I've done a ton of work on this over the years - including a lot of experimenting with remote cellular RS232 terminals (airlink raven, tellular, serial over IP + cradlepoint)... all I can say is that your success is really up in the air; some terminals are very strict in the data flow they expect and any delays/quirks really screw it up; some have good checksums and error handling and can survive just about anything - but its all in how the terminal was built.
I also do a lot of remote help with people and rather than opening up full remote access, what I do for the people I support is set up a computer in their house that has the necessary software and connectivity and either do remote support with them as needed, or even just set up teamviewer or logmein with unattended access - that way all the software needed is on premise and the connection is local; all I need to do is get to the remote PC.

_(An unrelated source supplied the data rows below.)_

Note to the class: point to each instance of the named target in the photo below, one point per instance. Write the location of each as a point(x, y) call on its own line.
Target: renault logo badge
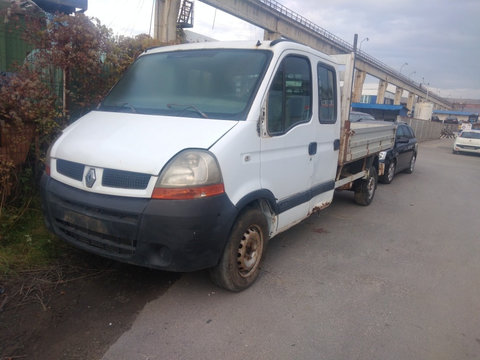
point(90, 178)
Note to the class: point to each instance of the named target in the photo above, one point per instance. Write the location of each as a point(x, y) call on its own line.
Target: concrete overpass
point(279, 21)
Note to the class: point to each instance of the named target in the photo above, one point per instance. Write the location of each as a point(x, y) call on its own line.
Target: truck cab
point(201, 153)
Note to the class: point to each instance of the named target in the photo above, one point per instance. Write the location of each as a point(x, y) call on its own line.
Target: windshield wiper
point(130, 106)
point(188, 107)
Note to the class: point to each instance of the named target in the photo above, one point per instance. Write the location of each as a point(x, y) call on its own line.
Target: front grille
point(71, 169)
point(125, 179)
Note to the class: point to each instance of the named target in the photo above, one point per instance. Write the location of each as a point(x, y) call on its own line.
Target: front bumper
point(175, 235)
point(467, 148)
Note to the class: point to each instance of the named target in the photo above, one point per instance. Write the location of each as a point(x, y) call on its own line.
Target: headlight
point(190, 174)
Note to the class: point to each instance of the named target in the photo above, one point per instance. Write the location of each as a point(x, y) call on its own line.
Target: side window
point(410, 132)
point(401, 132)
point(327, 94)
point(290, 95)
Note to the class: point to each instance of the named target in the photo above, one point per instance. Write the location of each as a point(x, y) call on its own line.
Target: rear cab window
point(290, 95)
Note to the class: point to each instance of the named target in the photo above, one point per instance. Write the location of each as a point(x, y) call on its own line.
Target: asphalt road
point(399, 279)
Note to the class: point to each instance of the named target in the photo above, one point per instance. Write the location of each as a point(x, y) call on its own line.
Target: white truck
point(201, 153)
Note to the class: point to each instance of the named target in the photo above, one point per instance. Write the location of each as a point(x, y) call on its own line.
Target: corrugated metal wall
point(13, 49)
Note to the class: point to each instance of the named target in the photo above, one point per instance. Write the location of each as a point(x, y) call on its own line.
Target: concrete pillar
point(382, 88)
point(411, 101)
point(271, 35)
point(358, 86)
point(398, 96)
point(165, 26)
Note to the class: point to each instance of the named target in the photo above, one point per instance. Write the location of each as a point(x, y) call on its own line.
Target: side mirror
point(402, 140)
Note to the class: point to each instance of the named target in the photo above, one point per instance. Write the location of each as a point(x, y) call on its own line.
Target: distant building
point(193, 37)
point(369, 95)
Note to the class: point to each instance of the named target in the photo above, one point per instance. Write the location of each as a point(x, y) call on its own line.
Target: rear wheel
point(389, 174)
point(411, 167)
point(365, 189)
point(240, 263)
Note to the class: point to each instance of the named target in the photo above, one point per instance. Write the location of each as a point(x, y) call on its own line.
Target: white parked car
point(467, 141)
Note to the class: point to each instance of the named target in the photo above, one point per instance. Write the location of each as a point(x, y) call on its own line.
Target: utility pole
point(165, 24)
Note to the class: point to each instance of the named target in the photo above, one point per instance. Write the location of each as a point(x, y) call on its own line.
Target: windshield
point(216, 83)
point(470, 135)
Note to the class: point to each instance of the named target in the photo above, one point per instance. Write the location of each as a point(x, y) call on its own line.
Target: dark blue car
point(402, 156)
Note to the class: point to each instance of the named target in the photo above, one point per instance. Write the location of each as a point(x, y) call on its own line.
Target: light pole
point(360, 47)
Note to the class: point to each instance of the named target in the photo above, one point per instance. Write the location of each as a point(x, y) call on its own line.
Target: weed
point(25, 243)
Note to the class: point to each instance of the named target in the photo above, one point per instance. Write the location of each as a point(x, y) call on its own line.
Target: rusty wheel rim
point(249, 251)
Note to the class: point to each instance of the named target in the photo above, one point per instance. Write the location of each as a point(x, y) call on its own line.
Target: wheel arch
point(265, 201)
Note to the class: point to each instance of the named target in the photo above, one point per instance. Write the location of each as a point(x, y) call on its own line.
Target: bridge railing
point(342, 44)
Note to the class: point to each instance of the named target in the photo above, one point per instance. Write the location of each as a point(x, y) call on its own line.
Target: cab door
point(288, 141)
point(327, 134)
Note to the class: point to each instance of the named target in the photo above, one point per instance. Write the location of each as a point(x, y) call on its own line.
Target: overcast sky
point(439, 39)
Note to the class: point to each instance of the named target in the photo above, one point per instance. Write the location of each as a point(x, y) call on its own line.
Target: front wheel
point(240, 263)
point(365, 190)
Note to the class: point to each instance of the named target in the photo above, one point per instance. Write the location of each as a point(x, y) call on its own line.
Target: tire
point(240, 263)
point(388, 177)
point(365, 190)
point(411, 167)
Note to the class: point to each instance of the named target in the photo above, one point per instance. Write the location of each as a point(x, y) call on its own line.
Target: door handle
point(336, 144)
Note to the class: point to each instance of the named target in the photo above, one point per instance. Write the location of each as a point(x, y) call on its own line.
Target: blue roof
point(458, 113)
point(378, 106)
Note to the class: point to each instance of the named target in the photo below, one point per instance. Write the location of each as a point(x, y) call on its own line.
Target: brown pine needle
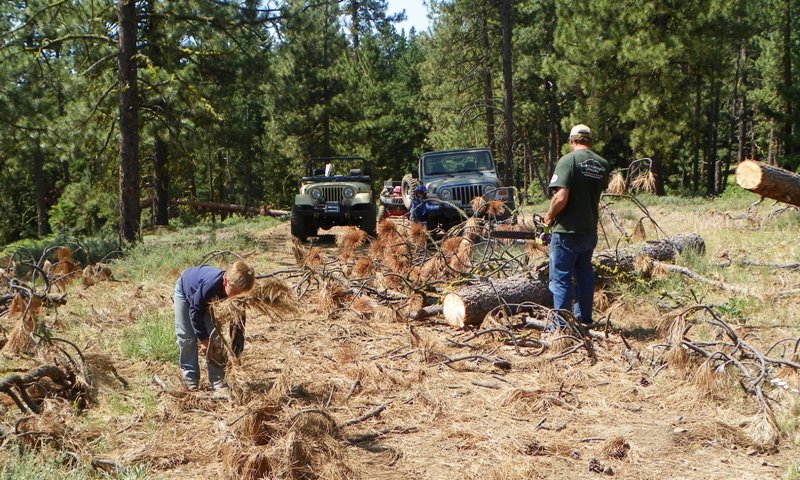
point(418, 235)
point(617, 184)
point(638, 233)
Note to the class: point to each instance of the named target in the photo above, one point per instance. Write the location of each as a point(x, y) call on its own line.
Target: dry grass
point(616, 185)
point(467, 420)
point(644, 183)
point(22, 312)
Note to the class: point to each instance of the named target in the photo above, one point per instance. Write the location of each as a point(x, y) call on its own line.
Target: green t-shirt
point(585, 174)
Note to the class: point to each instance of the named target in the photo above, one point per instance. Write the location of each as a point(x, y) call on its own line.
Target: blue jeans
point(187, 343)
point(571, 273)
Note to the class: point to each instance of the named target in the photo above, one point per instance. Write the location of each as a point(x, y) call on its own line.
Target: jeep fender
point(302, 199)
point(360, 198)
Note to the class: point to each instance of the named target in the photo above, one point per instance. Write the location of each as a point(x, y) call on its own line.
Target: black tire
point(298, 226)
point(407, 187)
point(369, 222)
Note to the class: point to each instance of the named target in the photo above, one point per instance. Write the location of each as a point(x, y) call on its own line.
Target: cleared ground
point(304, 376)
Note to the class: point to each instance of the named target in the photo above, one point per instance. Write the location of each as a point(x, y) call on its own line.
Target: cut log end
point(454, 310)
point(748, 174)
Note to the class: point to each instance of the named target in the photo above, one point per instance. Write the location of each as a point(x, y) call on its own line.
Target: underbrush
point(57, 465)
point(151, 338)
point(169, 252)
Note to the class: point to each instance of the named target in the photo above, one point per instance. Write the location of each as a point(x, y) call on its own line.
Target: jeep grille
point(332, 193)
point(464, 194)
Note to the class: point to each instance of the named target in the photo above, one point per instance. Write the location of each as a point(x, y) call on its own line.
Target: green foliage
point(166, 253)
point(84, 210)
point(152, 338)
point(239, 97)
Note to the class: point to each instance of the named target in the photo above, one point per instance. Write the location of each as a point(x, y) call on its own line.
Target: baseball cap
point(580, 130)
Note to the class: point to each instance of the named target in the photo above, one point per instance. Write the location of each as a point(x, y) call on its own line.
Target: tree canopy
point(111, 109)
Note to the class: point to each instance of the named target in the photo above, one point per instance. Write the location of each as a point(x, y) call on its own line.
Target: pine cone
point(595, 466)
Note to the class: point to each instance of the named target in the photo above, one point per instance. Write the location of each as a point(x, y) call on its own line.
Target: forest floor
point(307, 380)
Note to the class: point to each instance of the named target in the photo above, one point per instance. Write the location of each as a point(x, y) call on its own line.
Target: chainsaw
point(541, 233)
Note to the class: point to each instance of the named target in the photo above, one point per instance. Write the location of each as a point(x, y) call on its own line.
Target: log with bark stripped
point(768, 181)
point(469, 305)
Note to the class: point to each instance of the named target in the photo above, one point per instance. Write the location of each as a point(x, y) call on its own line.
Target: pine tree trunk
point(508, 152)
point(43, 223)
point(128, 122)
point(488, 88)
point(161, 174)
point(788, 49)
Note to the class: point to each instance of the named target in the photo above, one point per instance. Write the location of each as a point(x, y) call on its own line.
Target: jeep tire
point(369, 221)
point(301, 226)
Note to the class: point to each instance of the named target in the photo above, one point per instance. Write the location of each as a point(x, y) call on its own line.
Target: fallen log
point(15, 386)
point(231, 208)
point(469, 305)
point(768, 181)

The RS232 to IP converters work OK - especially for occasional use - you generally have to manually connect/reconnect when you go to use them but that's fine for what you're doing as long as they work otherwise - but as stated above, make sure that if you go opening up firewalls and all that, you're handling security appropriately. This is yet another reason I like the logmein solution - nothing is permanently bound to the existing network config or router - way too often end users will fall for the next big bundling service with uverse or verizon or comcast and have their modems/routers swapped out without any consideration for the manual port maps you've set up, then you get stuck troubleshooting it just to find out that they've undone all your work and now you need to go to their home to set things up again. logmein will be immune to most of that.